Matteo è la vittima dell'incidente accaduto intorno alle 3 lungo la strada tra Apice e Sant'Arcangelo. Era alla guida di una Fiat Punto con la quale stava rientrando a casa in compagnia della fidanzata e del fratello, rimasti lievemente feriti. Secondo una prima ricostruzione, l'auto era prima finita contro un guard rail, poi, sul lato opposto, contro il muro di una abitazione, ribaltandosi. Il 23enne era stato sbalzato al di fuori dell'abitacolo, per lui era stato vano ogni tentativo di salvarlo.
Un dramma che ha profondamente turbato l'opinione pubblica, costretta ancora a fare i conti con il terribile destino toccato ad una giovane vita.

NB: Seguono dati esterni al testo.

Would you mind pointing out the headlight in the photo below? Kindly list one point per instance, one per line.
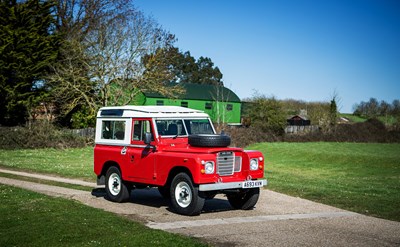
(253, 164)
(209, 167)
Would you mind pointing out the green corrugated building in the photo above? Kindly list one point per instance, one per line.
(223, 105)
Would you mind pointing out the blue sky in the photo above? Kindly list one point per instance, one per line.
(299, 49)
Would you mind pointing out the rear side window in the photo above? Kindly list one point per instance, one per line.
(113, 130)
(140, 128)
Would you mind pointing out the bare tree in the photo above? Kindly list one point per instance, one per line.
(100, 63)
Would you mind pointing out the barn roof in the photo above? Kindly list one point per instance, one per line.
(194, 91)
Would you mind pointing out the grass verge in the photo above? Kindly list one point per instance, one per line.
(32, 219)
(73, 162)
(360, 177)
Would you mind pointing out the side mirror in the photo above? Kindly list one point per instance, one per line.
(147, 138)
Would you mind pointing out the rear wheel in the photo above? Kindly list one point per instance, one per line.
(245, 199)
(116, 189)
(164, 191)
(185, 197)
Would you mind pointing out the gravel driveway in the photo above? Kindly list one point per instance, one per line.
(278, 220)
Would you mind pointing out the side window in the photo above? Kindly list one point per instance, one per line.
(140, 128)
(113, 130)
(170, 128)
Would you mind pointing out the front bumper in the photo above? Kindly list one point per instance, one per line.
(227, 186)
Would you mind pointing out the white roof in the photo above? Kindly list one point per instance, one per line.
(152, 111)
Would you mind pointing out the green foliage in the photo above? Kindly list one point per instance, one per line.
(83, 118)
(333, 112)
(375, 109)
(28, 45)
(32, 219)
(360, 177)
(266, 114)
(183, 67)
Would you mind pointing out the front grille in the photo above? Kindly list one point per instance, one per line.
(225, 163)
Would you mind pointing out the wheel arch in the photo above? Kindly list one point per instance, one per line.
(176, 170)
(101, 179)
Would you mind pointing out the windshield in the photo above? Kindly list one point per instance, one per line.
(180, 127)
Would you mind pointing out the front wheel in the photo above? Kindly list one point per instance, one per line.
(185, 197)
(116, 189)
(245, 199)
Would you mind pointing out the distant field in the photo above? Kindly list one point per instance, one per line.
(353, 118)
(360, 177)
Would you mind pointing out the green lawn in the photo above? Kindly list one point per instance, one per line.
(32, 219)
(360, 177)
(74, 162)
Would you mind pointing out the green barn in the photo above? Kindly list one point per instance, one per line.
(223, 105)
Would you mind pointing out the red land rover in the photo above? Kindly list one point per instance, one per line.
(176, 150)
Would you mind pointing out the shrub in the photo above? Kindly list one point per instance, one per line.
(38, 135)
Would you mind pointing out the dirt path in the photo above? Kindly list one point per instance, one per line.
(278, 220)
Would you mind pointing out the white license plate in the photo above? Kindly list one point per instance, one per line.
(252, 184)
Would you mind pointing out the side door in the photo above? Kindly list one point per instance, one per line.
(140, 156)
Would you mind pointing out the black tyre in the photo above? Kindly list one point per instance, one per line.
(209, 140)
(116, 189)
(164, 191)
(245, 199)
(185, 197)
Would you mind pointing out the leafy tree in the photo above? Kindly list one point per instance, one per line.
(100, 62)
(28, 45)
(185, 68)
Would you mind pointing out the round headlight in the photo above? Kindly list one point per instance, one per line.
(253, 164)
(209, 167)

Matteo, figlio di un consigliere comunale, era “strafelice”, aveva raccontato a Ottopagine il sindaco di Sant'Arcangelo, Rocco Rossetti. Aveva infatti conseguito da qualche giorno la patente di guida per i camion, che gli avrebbe consentito, probabilmente, di lavorare.
Enorme la commozione nella piccola comunità sannita, che ora attende di potergli tributare l'ultimo saluto.